Manila— Countries in the East Asia and the Pacific Region, including the Philippines, need to adopt “climate-smart” growth strategies that are good for both development and the environment. They should integrate climate change risk management into development plans, reduce vulnerability of towns and cities to disasters caused by climate change, and scale up financing for the transition to low-carbon growth paths.
These are among the highlights of today’s roundtable discussion on the World Development Report 2010 (WDR 2010) organized by the World Bank and its partners in government, civil society and the private sector. World Bank climate change specialist Alexander Lotsch presented the report’s key findings.
The report warns that climate change threatens all countries, and developing countries, including those in East Asia and the Pacific, are expected to “bear 75-80 percent of the costs of damage caused by changing climate.”
Mr. Lotsch pointed out that while the East Asia and Pacific region has come a long way in its fight against poverty, such progress has come at a high environmental cost. The region, home to about two billion people, doubled its energy use and carbon dioxide emissions in the 1995-2005 period, he said.
The WDR 2010 points to several climate change factors and vulnerabilities in East Asia and Pacific countries. These include: the growing demand for energy; changes in land use and deforestation; vulnerable coastal populations; water availability, floods, and disease; and economic impact of climate change.
Acting World Bank Country Director Maryse Gautier told the forum participants that reducing the country’s vulnerability to climate change impacts are among the key priorities in the World Bank’s new Country Assistance Strategy for 2010-2012. “Given the country’s vulnerability, the Philippines needs to focus its attention on adaptation and preparedness,” said Ms. Gautier.

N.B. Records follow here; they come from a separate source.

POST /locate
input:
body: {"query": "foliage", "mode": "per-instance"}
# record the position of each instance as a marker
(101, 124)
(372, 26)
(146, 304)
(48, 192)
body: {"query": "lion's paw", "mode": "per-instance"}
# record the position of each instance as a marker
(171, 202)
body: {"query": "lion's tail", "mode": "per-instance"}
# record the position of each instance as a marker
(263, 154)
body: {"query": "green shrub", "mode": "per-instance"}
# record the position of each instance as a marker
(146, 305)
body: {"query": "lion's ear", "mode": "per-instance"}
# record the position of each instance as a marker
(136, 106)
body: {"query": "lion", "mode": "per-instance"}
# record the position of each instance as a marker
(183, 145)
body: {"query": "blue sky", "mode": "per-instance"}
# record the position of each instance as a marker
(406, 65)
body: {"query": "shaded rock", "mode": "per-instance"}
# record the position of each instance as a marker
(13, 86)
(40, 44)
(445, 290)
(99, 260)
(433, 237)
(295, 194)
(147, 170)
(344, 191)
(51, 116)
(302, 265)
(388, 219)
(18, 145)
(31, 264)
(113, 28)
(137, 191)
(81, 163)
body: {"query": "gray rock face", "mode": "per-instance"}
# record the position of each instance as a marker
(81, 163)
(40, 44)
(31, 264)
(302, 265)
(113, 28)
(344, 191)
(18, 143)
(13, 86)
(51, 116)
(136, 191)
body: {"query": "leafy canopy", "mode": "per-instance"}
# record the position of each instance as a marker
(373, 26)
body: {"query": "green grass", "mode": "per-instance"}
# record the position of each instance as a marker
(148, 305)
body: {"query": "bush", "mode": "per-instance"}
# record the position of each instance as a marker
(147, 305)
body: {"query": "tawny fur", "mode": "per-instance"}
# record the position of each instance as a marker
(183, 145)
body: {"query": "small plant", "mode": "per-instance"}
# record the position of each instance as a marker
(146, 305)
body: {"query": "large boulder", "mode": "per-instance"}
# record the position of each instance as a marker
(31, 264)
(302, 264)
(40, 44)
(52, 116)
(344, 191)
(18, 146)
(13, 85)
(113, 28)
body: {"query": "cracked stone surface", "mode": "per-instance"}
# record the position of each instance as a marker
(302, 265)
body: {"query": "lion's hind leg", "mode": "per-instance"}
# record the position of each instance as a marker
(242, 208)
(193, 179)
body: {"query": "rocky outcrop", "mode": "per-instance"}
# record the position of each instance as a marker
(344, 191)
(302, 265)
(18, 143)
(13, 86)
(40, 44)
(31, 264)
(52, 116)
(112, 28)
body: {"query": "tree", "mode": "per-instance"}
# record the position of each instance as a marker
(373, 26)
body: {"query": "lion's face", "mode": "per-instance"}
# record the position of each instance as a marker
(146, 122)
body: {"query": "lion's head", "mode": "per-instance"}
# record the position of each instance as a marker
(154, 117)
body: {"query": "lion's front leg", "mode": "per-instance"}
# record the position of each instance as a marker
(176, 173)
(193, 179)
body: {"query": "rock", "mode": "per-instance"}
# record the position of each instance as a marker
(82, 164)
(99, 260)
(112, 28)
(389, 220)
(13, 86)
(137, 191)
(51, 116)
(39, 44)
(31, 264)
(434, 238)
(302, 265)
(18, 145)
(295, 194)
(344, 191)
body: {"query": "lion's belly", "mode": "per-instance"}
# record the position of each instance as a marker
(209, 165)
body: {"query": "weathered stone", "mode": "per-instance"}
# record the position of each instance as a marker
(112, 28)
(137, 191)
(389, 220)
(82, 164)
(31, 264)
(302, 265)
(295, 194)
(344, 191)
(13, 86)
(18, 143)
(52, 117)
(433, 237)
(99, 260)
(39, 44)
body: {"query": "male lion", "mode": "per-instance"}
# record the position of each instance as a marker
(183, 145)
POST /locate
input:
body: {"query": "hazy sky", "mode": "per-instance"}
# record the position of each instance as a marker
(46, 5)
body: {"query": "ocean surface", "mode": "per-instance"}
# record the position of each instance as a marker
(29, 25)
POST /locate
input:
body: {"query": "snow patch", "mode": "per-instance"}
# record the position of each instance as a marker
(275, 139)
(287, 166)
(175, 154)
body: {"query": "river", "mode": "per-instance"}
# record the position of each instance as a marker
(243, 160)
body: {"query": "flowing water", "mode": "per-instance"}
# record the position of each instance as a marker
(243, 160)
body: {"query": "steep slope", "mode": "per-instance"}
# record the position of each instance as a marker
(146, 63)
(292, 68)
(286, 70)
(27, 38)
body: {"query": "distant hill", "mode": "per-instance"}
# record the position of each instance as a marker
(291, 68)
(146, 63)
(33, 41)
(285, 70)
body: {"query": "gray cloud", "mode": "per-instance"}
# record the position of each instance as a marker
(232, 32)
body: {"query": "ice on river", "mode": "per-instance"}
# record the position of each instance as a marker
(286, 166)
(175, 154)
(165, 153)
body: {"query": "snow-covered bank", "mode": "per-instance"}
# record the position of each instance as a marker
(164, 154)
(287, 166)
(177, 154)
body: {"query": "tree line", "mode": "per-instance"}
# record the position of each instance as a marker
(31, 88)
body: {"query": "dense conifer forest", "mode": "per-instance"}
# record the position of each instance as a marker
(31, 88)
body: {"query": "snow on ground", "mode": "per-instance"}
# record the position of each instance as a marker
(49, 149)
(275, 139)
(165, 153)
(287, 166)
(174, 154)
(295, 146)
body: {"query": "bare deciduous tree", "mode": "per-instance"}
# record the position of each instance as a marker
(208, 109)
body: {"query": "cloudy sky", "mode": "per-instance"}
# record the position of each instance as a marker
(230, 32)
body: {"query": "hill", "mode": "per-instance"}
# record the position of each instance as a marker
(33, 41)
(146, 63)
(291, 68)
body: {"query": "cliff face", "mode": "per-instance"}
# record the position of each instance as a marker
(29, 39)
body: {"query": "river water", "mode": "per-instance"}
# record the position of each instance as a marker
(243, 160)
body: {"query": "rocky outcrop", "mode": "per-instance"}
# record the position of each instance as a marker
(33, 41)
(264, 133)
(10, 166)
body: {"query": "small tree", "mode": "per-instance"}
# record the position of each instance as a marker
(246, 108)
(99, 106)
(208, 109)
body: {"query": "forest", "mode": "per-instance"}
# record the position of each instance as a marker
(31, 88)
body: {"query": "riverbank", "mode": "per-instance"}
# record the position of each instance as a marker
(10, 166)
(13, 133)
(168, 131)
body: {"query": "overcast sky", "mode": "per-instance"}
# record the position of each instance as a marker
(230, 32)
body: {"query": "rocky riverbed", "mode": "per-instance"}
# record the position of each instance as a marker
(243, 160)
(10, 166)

World Bank support to adaptation measures, Ms. Gautier said, will be through a combination of technical assistance and lending operations supported by several global climate change facilities, including the Global Environmental Facility (GEF) and Global Fund for Disaster Reduction and Recovery (GFDRR).
The GEF supports both climate change mitigation and adaptation activities, including the Philippines Climate Change Adaptation Project that will help develop and demonstrate climate change adaptation activities in the agriculture and the natural resources sectors. The GFDRR provides technical assistance to enhance the development of disaster risk management and climate change strategies and possibly the Disaster Risk Mitigation and Climate Change Adaptation Projects which will support the government’s efforts to integrate disaster risk and climate risk management in national and local development planning in areas such as agriculture and natural resource management.
“These measures could be expanded to other vulnerable sectors or regions such as the coastal areas where an integrated coastal zone management approach could contribute to reducing vulnerability to natural disasters and other hazards while promoting sustainable livelihoods and reducing poverty,” said Ms. Gautier.
The Philippines accounts for only 0.27 percent of the global greenhouse gas emissions. Nevertheless, it is heartening to note, Ms. Gautier said, that the country is committed to pursue cost-effective solutions to reducing emissions. The emergence of new financing instruments—particularly the Carbon Partnership Facility and the Clean Technology Fund (CTF), a joint initiative of the World Bank, the International Finance Corporation and the Asian Development Bank—opens up the potential for developing broader mitigation programs in areas such as sustainable transport, renewable energy, and waste management, she explained.
“Our Board recently approved the $250 million Clean Technology Fund, a post-Kyoto carbon finance facility that would help support the Government in the areas of efficient sustainable transport and renewable energy,” said Ms. Gautier.
“Building on the experience of ongoing Word Bank-supported projects such as geothermal, wind, and wastewater projects, the World Bank will also support government programs and projects in power, transport, and waste management sectors,” she added.
Recently, the World Bank signed an emission reduction purchase agreement with the Metro Manila Development Authority for the EDSA Bus Reduction Project designed to help address the traffic situation in Epifanio De Los Santos Avenue, contribute to the reduction in greenhouse gas emissions and curb air pollution along the country’s busiest and main thoroughfare.
Citing WDR 2010 findings, Mr. Lotsch said that meeting the challenges of climate change cannot simply be a choice between economic growth and climate change, but will require climate-smart policies that enhance development, reduce vulnerability, and finance the transition to low-carbon growth paths. “Economic growth alone will not be fast or equitable enough to counter threats from climate change, particularly if it remains carbon intensive and accelerates global warming,” he stressed.
Energy efficiency measures, the report says, have the largest potential to save energy both on the energy supply side (as in the burning of coal, oil, and gas and the production, transmission and distribution of electricity) and the demand side (use of energy in buildings, transport and manufacturing). The second largest source of emission reductions could come from low-to-zero emission fuels for power generation—particularly renewable energy.